Collagen XI also binds COMP
By searching other collagens for this collagen:COMP interaction sequence, we found the GXKGHR motif in collagen I, II, III, and additionally in collagen V, and XI (Table 3). The latter are to our knowledge currently not known to bind COMP. Interestingly, all motifs are located at the same positions in the collagenous domain. The N-terminal motifs always lies 28 GXX triplets from the start while the C-terminal motifs is placed around 27-28 triplets from the end of the collagen. The large numerical difference in numbering of collagen α1(V) is due to the big N-terminal domain of this particular chain.

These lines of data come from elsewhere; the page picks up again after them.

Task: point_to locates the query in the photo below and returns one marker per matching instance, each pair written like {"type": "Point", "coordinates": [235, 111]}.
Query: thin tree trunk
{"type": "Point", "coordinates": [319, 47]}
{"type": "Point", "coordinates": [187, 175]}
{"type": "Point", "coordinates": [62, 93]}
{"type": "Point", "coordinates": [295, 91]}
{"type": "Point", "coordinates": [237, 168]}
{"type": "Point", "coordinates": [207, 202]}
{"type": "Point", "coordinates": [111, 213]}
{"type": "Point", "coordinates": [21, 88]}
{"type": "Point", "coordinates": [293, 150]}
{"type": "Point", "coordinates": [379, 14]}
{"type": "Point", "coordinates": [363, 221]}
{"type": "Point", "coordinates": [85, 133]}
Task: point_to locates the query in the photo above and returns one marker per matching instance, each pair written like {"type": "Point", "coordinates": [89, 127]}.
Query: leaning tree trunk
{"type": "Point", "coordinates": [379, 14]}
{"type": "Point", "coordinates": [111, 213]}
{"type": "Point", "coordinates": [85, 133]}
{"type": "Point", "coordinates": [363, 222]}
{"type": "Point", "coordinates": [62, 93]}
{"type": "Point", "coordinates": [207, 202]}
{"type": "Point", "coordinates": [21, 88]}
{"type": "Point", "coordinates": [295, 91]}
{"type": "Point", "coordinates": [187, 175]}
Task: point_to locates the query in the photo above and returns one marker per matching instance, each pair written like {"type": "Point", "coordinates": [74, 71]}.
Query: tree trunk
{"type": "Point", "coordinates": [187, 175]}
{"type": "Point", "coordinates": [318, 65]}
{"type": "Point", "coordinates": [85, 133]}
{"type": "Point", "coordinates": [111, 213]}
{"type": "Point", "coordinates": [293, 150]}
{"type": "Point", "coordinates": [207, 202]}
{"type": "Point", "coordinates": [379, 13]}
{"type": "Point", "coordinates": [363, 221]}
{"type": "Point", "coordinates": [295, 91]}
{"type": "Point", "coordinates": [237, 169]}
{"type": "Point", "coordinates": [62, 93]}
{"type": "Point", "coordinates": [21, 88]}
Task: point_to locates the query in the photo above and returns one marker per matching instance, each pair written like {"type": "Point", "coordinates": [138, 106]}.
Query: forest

We tested binding of COMP to collagen XI in an ELISA-style binding assay (Fig. 6). COMP binds to collagen XI, although the affinity is significantly lower compared to collagen I and II (20 nM ± 3 nM). The motifs found in collagen XI are GEKGHR and GDKGHR in the α1 chain and α2 chain, respectively. In contrast to the motifs in collagen I, II and III the X position is occupied by a negatively charged amino acids. It is tempting to speculate that this charge is responsible for the observed lower affinity.
TSP-4 also interact with the GXKGHR motif
COMP is a member of the Thrombospondin family. For TSP-4 it is known that it also binds collagens22. To test if our motif might be a common motif for collagen binding, we investigated whether TSP-4 binds to the GVKGHR peptide as well. Indeed, the affinity of TSP-4 (0.56 ± 0.05 nM) to our collagen model peptide was very similar to the affinity of COMP (Fig. 7).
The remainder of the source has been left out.